GLOBAL SENTIMENT SURVEY 2018
In looking at the data for the survey, I draw the conclusion that 2018 will be the year of Artificial intelligence (AI) – but with some key caveats.
The 2018 L&D Global Sentiment Survey had 1,051 people participate from 47 countries. They cast a total of 2,894 votes for up to three of 15 available options, in response to one question: “What will be hot in workplace L&D in 2018?”
For a full detailed analysis, download the report.
In looking at the data for the survey, I draw the conclusion that 2018 will be the year of Artificial intelligence (AI) – but with some key caveats.
Of all the technology choices on the survey, only (AI) rose against its 2017 position, from eighth to third position. In so doing, it picked up an unprecedented extra 2.9% of the overall vote.

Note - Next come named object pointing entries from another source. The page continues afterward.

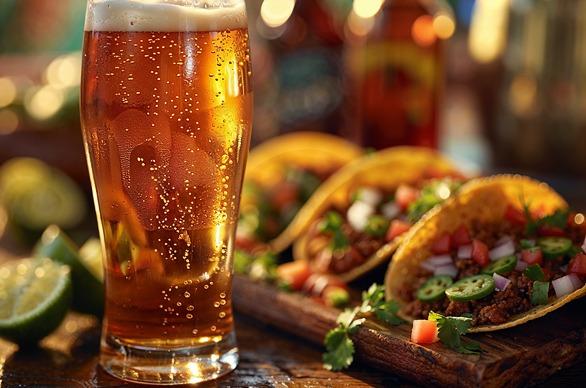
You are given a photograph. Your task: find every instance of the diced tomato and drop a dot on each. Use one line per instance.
(424, 332)
(515, 216)
(551, 231)
(532, 256)
(397, 228)
(480, 252)
(578, 265)
(461, 237)
(284, 195)
(441, 245)
(295, 273)
(405, 195)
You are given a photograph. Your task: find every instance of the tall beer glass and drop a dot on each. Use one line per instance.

AI involves computers finding patterns in large amounts of (usually pre-supplied) data and using that to make decisions, such as predictions about future human behaviour. In 2016 Google’s DeepMind AlphaGo beat world champion Lee Sedol in 4 out of 5 games of Go. It had honed its skills in this complex game by playing itself many thousands of times, using a dataset of 100,000 human-played games.
Chat bots
Add Natural Language Processing to this powerful pattern recognition and there is tremendous potential. Chat bots are almost part of the faculty at Georgia State University, where they help handle incoming student queries about courses, and are used as teaching assistants. Stanford University’s Woebot is a commercially available chat bot created in 2017 with a proven track record of tackling depression through conversation.
Personalization
We live in an era of wide-spread commercial personalization, Netflix, Amazon and Google all use the same principles that AlphaGo used – finding patterns in data and making useful predictions from it.

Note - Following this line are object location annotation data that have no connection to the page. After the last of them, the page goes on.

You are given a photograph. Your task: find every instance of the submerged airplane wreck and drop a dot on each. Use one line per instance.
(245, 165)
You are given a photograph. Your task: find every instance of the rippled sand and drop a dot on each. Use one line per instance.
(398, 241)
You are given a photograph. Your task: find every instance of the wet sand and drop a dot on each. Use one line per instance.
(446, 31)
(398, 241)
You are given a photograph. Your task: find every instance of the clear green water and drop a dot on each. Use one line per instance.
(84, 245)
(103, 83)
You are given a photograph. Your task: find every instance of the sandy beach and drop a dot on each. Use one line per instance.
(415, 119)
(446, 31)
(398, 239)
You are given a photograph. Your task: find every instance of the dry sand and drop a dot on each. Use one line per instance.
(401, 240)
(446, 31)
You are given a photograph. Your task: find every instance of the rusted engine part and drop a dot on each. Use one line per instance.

The most obvious application of this is in personalizing learning content, something already happening. Algorithms can trawl through content at speed to find content suiting a particular need. The question is this: how to establish that need? One way is through interaction with a chat bot. This provides a relatively quick way of sorting through the hack stack of resources that exists in most organizations to find what will an individual’s learning need.

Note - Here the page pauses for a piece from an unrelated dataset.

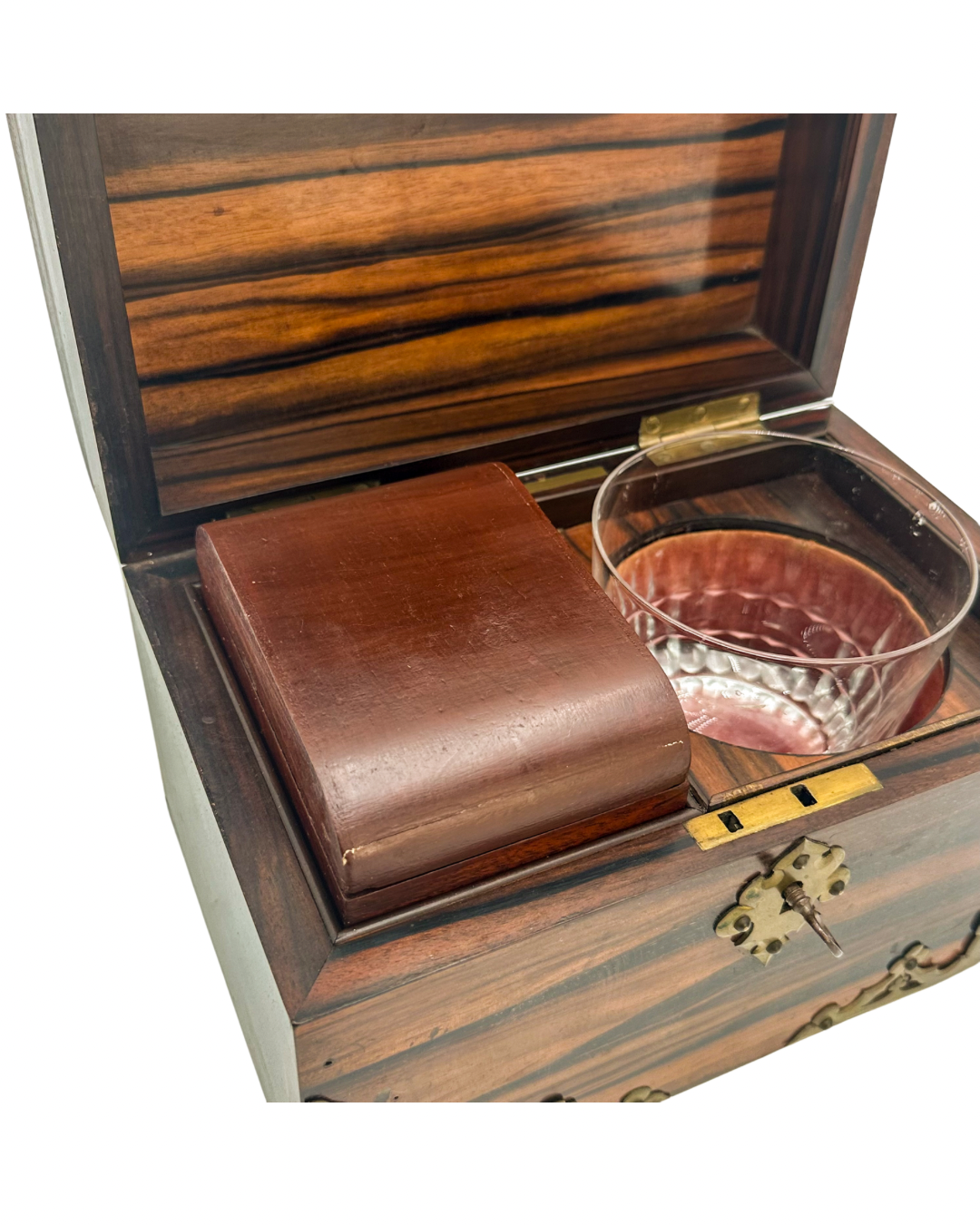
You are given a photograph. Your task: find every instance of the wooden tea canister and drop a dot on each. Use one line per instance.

However, what if an individual does not know what they don’t know? If they are following a particular pattern of behaviour, it may be possible to predict this and help them before they even know that they need help.
The promise and the peril
Chat bots and content personalization are two aspects of AI that are already with us. But there is a catch. Over the last three months of 2017, I saw three L&D chat bots, all well-designed and all created in a matter of weeks by small, highly-skilled teams. Unfortunately, it is even easier and faster to produce a poor quality chat bot, and it may well be that in 2018 we see a proliferation of unimpressive chat bots combined with subpar algorithms that combine to give AI a bad name.
Disclosure: I am a non-executive director of Filtered, a UK start up that provides intelligent learning recommendations using AI, the non-executive chairman of the Learning and Performance Institute a professional body for L&D practitioners, and chairman of theLearning Technologies Conference, a group of conferences dedicated to supporting learning at work using technology.